First of all, Vincent is not a turncoat; I can’t see how someone otherwise proven as intelligent as him would think Ratri and the demons would honor any deal he made for them. Instead, Norman has Vincent leak one plan, knowing the farms will prepare for it, while executing an entirely different plan. And not a moment too soon, either, as that very day Phil and all the kids at Grace Field House are notified that they’re being shipped off.
Final preparations are made in Mujika and Sonju’s secret tunnels, and then everyone boards a fleet of hot air balloons—which presumably were part of Norman’s original “Kill All Demons” plan. When Ratri and the head demon spot the fleet proper approaching the farms and separating into small groups, the demon spearmen atop the walls shoot them down one by one.
Of course, the initial wave of balloons was only a feint; all of the ones that were shot down are armed with firebombs that soon set the forests within the farms alight. While the demons are busy putting those out, they’re suddenly ambused by the Lambda kids, while the other balloons land safely and the Farm’s administration facility is raided using Minerva’s blueprints. Soon Vincent has hacked into the system and shuts down all of Ratri’s surveillance and comms.
Meanwhile, and unbeknownst to the mothers escorting their kids to the shipping area, each of the farms has been infiltrated by little kids sent by Emma, who uses the hacked comms to give the signal to “play tag”. Phil and the others obey and run for it while the gates are closed on the mothers, keeping them from pursuing. Everyone meets at the massive central elevator. Everything’s going according to plan…until the elevator refuses to budge.
The kids below look up in horror at dozens of mothers armed with assault rifles, led by Grandmother Isabella and smirking Gatekeeper Peter Ratri. “Playtime is over,” he tells the “lost” children. That certainly seems to be the case. How are the kids going to get out of this one? They brought bows and arrows to a gunfight, and they don’t even have the benefit of the high ground!
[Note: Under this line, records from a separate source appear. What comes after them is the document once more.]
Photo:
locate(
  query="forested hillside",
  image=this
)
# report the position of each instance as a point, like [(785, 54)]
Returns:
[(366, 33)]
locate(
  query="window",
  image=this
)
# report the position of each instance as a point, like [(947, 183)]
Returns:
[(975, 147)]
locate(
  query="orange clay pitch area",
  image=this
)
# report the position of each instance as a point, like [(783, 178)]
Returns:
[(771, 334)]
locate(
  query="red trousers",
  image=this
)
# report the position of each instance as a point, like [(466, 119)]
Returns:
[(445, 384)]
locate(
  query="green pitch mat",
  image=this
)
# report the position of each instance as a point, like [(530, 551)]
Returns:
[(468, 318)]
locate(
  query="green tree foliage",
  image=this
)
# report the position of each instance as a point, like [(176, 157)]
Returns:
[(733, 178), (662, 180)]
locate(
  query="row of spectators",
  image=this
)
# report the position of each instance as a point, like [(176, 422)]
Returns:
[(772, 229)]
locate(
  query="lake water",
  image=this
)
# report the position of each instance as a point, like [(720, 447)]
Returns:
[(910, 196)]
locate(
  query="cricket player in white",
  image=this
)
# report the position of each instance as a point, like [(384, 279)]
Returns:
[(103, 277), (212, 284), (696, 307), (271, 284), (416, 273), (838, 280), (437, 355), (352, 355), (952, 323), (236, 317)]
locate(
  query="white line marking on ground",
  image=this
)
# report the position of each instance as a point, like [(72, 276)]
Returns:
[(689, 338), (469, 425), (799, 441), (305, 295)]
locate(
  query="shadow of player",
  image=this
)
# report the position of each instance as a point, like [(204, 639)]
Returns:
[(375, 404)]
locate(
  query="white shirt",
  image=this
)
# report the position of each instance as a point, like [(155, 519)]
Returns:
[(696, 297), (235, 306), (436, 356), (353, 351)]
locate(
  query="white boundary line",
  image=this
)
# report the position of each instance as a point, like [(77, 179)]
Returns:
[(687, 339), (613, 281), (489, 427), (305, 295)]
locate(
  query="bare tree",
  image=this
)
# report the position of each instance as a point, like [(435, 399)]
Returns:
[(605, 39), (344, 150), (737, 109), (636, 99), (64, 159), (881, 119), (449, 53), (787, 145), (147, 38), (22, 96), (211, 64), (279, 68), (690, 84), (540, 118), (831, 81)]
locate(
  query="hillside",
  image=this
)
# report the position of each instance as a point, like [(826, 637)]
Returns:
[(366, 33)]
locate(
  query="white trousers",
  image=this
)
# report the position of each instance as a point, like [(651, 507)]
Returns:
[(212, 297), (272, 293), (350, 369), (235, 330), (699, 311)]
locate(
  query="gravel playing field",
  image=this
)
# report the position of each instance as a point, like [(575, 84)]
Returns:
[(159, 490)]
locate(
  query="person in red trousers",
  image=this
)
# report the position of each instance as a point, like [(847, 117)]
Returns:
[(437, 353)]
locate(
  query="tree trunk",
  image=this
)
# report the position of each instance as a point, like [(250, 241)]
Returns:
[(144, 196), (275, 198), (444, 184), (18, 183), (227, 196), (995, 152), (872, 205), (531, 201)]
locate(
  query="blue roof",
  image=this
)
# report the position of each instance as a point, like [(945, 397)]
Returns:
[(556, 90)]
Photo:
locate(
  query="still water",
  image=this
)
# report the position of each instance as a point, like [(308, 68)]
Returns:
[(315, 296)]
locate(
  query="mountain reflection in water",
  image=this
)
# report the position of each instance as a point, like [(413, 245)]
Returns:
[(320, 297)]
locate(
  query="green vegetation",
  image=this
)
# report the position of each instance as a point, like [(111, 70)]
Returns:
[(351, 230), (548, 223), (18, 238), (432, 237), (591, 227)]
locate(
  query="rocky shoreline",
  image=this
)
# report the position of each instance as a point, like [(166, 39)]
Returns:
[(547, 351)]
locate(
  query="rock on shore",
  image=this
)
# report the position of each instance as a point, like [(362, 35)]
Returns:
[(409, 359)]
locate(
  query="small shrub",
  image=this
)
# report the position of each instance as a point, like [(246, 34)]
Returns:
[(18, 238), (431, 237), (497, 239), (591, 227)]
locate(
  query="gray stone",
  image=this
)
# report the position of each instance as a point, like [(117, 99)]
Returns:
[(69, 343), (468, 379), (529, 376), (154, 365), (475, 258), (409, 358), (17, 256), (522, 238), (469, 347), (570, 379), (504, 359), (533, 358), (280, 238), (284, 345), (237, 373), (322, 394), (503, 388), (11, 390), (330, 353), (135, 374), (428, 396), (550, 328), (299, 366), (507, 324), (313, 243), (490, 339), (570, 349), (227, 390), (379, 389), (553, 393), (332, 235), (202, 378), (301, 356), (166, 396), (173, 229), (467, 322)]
But what saves everyone, as usual, is Emma, or more precisely, her words and her indomitable will. When Peter tells her to give up and accept they were all born to be eaten, Emma refuses to do so. She and her suddenly huge family have a future they want, and she’s going to keep fighting for it no matter how many times she fails, so Peter can take his destiny and shove it.
That’s when Isabella—and all the other mothers and sisters she leads—turn their guns on Ratri. She tells Emma not to misunderstand; she claims not to be doing this for them—though she is proud of how well she raised them. She’s simply grown tired of how Ratri and the others run the farms, and now has the power to do something about it. And with the system hacked, the chips Ratri once could have used to blow them up no longer work.
Ratri still has one card left to play: the demon reinforcements from outside of the farms. The lead demon warns all of the children to be obedient and yield, as once those forces arrive there will be no more hope of victory, even with Isabella and the mothers on their side. Unfortunately both the lead demon and Ratri, another, much larger force of lower-class demons overwhelm those reinforcements before they can even arrive.
That’s right: thanks to a coordinated effort between Mujika and Vylk, a huge number of demons have been cured of their need for human meat, and they’re ready and willing to help overthrow the farm system that has oppressed them all these years. Mujika and Vylk enter the elevator room, surprising both Isabella and Ratri with their presence. For them it must be unthinkable to see demons standing in solidarity with these kids.
But again, it’s all about aligned interests. Just as Isabella is sick of the system, so are the demon masses. Ratri’s final threat—that the human-demon conflict resolved 1,000 years ago by his ancestors will start back up—is nullified by the presence of Mujika and the Evil Blood.
Suddenly fresh out of haughty remarks, Ratri falls to his knees in defeat, while Emma approaches him and holds out her hand, not asking for his surrender or ordering his death, but asking him to join them; to join the future they’re well on their way to realizing.
While I had to suspend an air balloon fleet-load of disbelief for much of “Operation Playtime”, I can’t deny it was loads of fun watching it unfold, as long I didn’t think about anything too much! Looks like we’re in store for a slightly rushed but hopeful and happy ending.